7. The forging and pressing molding device for W-Co alloy powder as claimed in claim 1, the vibration packing component (6) comprises a connecting rod (61), one end of the connecting rod (61) is fixed on the peripheral surface of the adjusting disc (5), the other end of the connecting rod (61) is connected with a U-shaped frame (62), the bottom of the U-shaped frame (62) is connected with a circular supporting plate (63), a circular through hole (64) is arranged on the circular supporting plate (63), the bottom of the circular supporting plate (63) is also connected with a vibration supporting plate (65) through a plurality of vibration springs (66), and the top of the vibration supporting plate (65) is fixed with a round tray (67), the round tray (67) extends to the inside of the round through hole (64), the inner side of the U-shaped frame (62) forms an accommodating cavity, on the rotational travel of the clamping element (4), it has a vibration position inside the receiving chamber.

8. The forging and pressing forming processing device of the tungsten-cobalt alloy powder as claimed in claim 6, wherein the vibration driving assembly (7) comprises an L-shaped bracket (71) and a fixed disc (101), the fixed disc (101) is fixedly sleeved on the central shaft (1) and positioned at the bottom of the processing rotating disc (2), a vertical section of the L-shaped bracket (71) is connected with a U-shaped frame (62) on the vibration packing assembly (6), the top end of a horizontal section of the L-shaped bracket (71) is rotatably connected with a lever (73) through a hinged seat (72), the top end of the lever (73) is connected with a vibration disc (75), the position of the vibration disc (75) vertically corresponds to the position of the vibration packing assembly (6), the tail end of the lever (73) is horizontally and rotatably connected with a roll shaft (74), and the roll shaft (74) is in contact with the bottom surface of the processing fixed disc (101), and when the processing rotating disc (2) rotates, the processing rotating disc (2) is matched with the roller shaft (74) to drive the lever (73) to reciprocate and lift, and the vibration driving assembly (7) is driven to vibrate along the swing of the hinged seat (72), so that the vibration filling assembly (6) is matched to perform jolt leveling on tungsten-cobalt alloy powder filling in a material pressing die disc clamped on the clamp piece (4).

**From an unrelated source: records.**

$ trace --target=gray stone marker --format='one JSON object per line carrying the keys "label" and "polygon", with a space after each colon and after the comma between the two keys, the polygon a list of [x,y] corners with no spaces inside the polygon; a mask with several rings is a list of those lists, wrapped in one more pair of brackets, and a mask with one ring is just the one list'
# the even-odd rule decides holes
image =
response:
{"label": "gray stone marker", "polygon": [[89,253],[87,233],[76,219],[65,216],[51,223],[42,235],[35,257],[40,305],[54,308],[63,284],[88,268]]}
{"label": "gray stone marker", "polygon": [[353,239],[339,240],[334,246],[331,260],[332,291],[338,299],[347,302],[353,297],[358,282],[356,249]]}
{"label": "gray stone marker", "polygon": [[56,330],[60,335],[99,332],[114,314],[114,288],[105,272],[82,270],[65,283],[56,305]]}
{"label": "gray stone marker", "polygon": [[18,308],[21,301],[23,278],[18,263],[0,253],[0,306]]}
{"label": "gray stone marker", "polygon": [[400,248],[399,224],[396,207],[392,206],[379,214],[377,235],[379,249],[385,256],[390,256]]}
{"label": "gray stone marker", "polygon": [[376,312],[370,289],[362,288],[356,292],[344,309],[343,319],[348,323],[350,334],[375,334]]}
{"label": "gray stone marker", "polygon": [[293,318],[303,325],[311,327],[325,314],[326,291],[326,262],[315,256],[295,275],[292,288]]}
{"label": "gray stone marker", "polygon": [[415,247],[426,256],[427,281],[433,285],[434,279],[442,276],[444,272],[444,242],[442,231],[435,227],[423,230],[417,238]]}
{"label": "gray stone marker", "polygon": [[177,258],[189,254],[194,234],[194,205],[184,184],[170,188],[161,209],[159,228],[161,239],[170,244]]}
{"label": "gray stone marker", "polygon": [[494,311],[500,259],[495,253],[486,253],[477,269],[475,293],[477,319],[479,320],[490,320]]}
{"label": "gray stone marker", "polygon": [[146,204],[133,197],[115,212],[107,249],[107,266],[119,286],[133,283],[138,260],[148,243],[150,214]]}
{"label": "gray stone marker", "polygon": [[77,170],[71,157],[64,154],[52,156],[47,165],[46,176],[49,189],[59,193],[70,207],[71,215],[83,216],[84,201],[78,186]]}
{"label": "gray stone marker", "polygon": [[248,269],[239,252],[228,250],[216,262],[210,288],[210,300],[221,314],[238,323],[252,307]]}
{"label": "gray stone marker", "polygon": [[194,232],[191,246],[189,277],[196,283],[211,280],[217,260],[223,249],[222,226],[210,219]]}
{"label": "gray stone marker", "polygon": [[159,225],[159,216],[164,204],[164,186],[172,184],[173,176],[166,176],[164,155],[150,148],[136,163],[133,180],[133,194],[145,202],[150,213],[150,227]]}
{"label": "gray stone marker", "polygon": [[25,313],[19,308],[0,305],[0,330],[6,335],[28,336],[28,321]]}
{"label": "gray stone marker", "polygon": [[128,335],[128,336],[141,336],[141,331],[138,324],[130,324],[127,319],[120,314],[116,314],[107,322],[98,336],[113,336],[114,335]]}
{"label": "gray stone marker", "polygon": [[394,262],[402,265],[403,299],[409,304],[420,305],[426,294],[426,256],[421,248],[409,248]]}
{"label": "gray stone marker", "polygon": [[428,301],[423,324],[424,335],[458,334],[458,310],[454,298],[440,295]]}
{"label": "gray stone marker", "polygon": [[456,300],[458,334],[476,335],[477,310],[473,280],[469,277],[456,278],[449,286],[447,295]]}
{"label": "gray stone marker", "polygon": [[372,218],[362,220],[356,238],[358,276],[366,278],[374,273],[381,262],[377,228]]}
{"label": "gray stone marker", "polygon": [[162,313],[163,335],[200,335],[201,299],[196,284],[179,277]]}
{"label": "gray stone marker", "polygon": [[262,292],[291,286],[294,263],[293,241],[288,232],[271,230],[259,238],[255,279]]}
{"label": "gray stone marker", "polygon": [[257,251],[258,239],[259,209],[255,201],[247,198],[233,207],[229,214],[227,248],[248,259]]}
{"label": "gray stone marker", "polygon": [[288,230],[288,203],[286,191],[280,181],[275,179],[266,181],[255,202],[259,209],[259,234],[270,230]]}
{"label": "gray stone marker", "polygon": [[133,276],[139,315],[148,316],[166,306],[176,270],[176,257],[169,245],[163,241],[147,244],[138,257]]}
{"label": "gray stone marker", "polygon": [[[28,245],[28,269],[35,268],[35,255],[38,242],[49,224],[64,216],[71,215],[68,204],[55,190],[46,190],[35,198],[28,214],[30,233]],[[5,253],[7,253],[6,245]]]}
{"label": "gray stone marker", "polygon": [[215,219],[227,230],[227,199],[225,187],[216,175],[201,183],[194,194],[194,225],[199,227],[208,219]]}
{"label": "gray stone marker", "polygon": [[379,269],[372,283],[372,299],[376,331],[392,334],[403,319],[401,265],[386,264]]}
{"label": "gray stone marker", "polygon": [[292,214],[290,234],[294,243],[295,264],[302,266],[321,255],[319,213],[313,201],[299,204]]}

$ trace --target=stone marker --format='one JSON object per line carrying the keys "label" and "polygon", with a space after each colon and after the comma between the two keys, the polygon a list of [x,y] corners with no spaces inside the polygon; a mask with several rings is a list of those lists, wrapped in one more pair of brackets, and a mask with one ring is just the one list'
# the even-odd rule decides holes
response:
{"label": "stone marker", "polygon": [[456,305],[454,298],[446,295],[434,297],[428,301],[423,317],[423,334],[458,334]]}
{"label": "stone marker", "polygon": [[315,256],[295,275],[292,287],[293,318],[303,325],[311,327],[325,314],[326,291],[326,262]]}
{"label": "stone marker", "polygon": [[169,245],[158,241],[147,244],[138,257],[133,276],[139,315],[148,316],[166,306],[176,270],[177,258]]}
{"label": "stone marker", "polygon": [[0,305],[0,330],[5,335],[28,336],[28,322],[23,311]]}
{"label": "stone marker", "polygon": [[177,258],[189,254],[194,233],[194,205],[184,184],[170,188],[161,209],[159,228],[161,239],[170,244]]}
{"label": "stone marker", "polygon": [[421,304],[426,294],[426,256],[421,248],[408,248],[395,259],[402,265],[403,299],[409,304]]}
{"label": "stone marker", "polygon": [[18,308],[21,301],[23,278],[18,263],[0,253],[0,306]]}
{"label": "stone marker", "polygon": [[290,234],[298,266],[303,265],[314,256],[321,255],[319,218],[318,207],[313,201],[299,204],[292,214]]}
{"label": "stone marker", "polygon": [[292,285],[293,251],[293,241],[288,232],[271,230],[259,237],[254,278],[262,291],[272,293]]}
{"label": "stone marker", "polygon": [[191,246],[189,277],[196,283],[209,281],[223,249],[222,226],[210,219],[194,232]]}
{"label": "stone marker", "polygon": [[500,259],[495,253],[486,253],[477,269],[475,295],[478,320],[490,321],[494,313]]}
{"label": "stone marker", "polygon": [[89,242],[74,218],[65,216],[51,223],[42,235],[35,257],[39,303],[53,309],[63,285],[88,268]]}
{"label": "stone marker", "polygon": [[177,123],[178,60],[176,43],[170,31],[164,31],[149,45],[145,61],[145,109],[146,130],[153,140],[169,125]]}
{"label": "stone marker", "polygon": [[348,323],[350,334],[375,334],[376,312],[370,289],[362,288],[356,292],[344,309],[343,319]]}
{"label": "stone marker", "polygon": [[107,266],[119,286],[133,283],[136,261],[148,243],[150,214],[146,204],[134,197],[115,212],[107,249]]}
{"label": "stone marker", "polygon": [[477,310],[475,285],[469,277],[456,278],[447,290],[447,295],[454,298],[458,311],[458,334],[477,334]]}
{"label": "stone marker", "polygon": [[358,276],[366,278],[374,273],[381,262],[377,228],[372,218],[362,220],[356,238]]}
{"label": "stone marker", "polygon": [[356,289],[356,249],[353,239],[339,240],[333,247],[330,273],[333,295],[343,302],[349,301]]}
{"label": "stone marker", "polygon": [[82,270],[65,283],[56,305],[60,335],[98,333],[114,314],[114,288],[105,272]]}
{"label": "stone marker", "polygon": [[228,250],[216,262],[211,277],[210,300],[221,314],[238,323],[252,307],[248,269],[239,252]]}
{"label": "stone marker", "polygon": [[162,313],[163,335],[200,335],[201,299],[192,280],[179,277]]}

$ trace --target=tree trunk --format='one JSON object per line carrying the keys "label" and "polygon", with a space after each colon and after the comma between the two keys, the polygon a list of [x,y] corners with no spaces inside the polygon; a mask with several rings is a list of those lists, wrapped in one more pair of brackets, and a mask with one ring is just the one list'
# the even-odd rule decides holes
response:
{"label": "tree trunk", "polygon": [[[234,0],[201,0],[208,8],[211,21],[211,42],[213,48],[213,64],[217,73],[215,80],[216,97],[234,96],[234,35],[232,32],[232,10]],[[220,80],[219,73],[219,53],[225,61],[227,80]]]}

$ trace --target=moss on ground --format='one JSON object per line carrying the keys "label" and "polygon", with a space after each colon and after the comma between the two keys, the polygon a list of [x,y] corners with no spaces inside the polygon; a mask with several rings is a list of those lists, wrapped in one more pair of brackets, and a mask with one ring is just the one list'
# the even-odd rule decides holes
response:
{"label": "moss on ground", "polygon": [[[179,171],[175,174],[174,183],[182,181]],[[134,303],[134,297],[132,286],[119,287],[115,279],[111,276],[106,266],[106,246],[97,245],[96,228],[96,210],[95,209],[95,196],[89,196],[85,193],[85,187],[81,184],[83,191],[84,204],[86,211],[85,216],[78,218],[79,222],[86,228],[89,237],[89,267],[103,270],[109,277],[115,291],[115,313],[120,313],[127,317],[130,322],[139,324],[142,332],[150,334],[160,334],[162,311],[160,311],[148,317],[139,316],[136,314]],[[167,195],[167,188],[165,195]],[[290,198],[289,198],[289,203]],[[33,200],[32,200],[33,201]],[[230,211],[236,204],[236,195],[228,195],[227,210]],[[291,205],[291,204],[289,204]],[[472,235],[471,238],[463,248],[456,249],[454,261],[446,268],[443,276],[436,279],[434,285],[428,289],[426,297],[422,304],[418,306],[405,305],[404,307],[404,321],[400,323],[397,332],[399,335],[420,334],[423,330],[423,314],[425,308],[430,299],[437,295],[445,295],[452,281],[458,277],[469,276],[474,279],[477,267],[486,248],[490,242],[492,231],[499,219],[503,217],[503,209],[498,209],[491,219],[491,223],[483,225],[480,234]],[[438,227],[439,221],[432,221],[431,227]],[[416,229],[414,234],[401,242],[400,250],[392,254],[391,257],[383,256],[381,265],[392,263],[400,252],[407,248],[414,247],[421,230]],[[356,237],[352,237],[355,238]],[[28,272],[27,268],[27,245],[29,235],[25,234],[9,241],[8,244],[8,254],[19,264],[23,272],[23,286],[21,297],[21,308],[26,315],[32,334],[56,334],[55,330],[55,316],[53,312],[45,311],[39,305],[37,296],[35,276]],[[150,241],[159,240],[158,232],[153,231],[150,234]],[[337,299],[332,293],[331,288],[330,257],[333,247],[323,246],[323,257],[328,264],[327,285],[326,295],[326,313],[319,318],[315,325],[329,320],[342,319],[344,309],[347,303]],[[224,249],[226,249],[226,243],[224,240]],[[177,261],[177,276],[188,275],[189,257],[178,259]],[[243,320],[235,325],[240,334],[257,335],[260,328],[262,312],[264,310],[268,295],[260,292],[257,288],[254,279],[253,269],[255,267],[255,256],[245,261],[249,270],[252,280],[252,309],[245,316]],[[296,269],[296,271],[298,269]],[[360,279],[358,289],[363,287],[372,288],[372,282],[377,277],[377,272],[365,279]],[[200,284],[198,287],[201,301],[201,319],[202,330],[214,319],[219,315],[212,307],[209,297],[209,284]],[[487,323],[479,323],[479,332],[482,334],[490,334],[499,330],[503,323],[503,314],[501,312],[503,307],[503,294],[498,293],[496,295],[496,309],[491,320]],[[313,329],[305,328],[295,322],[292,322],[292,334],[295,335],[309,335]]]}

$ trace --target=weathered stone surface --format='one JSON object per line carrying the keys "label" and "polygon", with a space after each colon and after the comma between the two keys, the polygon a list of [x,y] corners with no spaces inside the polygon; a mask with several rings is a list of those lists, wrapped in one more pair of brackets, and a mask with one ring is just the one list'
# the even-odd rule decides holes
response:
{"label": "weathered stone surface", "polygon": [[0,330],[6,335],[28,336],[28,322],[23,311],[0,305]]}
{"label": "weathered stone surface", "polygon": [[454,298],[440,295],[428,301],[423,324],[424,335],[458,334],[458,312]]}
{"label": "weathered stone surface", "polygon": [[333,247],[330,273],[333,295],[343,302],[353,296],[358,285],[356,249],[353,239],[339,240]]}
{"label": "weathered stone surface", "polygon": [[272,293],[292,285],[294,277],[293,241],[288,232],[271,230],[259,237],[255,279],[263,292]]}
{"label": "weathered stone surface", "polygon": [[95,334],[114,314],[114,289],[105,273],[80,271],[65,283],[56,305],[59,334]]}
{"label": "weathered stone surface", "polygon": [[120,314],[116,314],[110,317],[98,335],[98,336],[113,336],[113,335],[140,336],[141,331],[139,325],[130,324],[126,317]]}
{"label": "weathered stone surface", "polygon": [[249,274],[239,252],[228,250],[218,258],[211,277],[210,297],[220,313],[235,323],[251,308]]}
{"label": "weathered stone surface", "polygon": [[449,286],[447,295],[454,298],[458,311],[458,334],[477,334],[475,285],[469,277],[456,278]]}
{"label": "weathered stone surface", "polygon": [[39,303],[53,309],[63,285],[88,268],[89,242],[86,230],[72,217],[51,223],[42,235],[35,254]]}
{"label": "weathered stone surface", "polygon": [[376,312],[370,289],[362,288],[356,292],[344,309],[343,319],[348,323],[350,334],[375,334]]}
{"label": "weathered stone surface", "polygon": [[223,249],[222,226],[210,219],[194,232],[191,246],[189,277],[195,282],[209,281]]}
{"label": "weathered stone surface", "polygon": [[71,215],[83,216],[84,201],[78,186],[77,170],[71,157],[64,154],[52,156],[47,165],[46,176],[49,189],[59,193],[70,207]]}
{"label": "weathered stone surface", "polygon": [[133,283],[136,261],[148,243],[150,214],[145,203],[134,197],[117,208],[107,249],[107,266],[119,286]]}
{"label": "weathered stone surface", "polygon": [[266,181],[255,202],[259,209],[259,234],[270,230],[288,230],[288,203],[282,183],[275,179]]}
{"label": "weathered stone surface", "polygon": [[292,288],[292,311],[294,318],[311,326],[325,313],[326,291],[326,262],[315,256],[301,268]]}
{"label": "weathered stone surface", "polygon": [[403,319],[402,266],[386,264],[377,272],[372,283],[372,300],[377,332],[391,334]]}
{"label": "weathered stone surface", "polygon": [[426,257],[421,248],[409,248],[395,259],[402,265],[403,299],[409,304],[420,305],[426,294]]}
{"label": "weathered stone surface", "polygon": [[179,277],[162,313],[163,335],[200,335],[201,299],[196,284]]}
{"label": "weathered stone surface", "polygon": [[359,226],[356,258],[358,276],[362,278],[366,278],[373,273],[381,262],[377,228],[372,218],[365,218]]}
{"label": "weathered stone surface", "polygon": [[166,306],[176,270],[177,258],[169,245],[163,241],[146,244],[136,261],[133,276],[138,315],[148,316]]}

9. The forging and pressing forming device for the tungsten-cobalt alloy powder as claimed in claim 1, wherein the clamp piece comprises an end frame (41), the end frame (41) is spirally fixed with the connecting frame (3), the end frame (41) is symmetrically and rotatably connected with a first adjusting connecting rod (42) and a second adjusting connecting rod (43), a clamping flap (44) is rotatably connected between the top ends of the first adjusting connecting rod (42) and the second adjusting connecting rod (43), and a circular fluted disc (45) is fixed at the position where the second adjusting connecting rod (43) is rotatably connected with the end frame (41).

10. The forging and pressing forming device for the tungsten-cobalt alloy powder as claimed in claim 9, wherein a second electrically controlled telescopic rod (33) is embedded in the connecting frame (3), the movable end of the second electrically controlled telescopic rod (33) is connected with an adjusting toothed rod (34), and the adjusting toothed rod (34) extends into the end frame (41) and is meshed with circular toothed discs (45) on the two second adjusting connecting rods (43).